“ Domani” era ormai la parola che ripeteva sempre più spesso a se stessa, una promessa, un proponimento, una certezza che puntualmente si sfaldava al sorgere del giorno, di ogni suo giorno.
Ricomporre in un’unica identità le sue cento identità, non tanto per mostrarsi sotto una luce univoca agli altri, bensì per raccogliere in una sola immagine le innumerevoli immagini di sé che le rimandavano, ciascuna diversa dall’ altra, lo specchio del bagno al mattino, le vetrine dinanzi a cui passava frettolosa durante il giorno, gli occhi del pubblico che ascoltava la sua musica, quelli di sua madre alla sera, quelli dei suoi figli, quelli di chi l’ aveva tanto amata in un tempo ormai lontanissimo, quelli di chi ancora l’ amava e avrebbe desiderato di essere stato il suo unico grande amore, gli occhi suoi stessi, che non sapevano più a quale volto davvero appartenessero, senza infingimenti.
Il problema era in realtà uno solo: scoprire finalmente a quale immagine di sé fosse maggiormente legata, quale di esse fosse in grado di tenerle stretto nel pugno il cuore, di raccogliere e mettere in ordine i suoi pensieri, di farle pronunciare le parole senza correzioni preventive, di liberarla, per eleggerla ad unica, veritiera, soddisfacente immagine di sé.

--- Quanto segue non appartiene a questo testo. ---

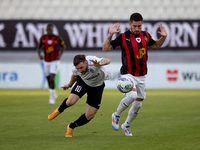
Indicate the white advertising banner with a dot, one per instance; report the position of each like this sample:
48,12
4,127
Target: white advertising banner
160,75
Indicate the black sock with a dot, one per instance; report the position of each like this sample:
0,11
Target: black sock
63,106
79,122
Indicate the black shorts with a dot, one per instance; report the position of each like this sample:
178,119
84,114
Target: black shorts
94,94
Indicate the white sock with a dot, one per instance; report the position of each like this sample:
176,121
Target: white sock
125,102
52,91
133,112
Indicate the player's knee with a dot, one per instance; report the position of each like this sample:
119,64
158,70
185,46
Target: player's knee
90,116
136,106
132,95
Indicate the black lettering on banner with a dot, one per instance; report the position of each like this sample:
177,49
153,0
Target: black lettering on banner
78,88
90,35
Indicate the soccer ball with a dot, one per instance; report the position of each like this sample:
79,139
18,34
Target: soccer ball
125,84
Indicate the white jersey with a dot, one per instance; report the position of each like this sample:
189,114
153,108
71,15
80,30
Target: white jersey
95,75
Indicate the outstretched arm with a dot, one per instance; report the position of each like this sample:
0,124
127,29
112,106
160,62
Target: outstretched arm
39,51
104,61
113,29
161,40
71,82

E tuttavia, malgrado ogni considerazione, si ritrovava a riconoscere di amarle un po’ tutte, quelle immagini, e di non avere la forza di staccarsi da nessuna di esse.
Ma quando suonava e le dita si muovevano sulla tastiera, ora lentamente, quasi accarezzandola, ora correndo e inseguendosi l’ una l’ altra, come in fuga sui tasti, per poi rallentare la corsa e adagiarsi piano sulle note in un lungo, dolcissimo amplesso, le pareva che nulla al mondo avrebbe potuto superare quella felicità, darle un appagamento più pieno.
Si amava, amava la pianista che viveva in lei e si lasciava abbracciare dalla musica dandosi ad essa come ci si può dare ad un amante soltanto nel primo... o nell’ ultimo incontro.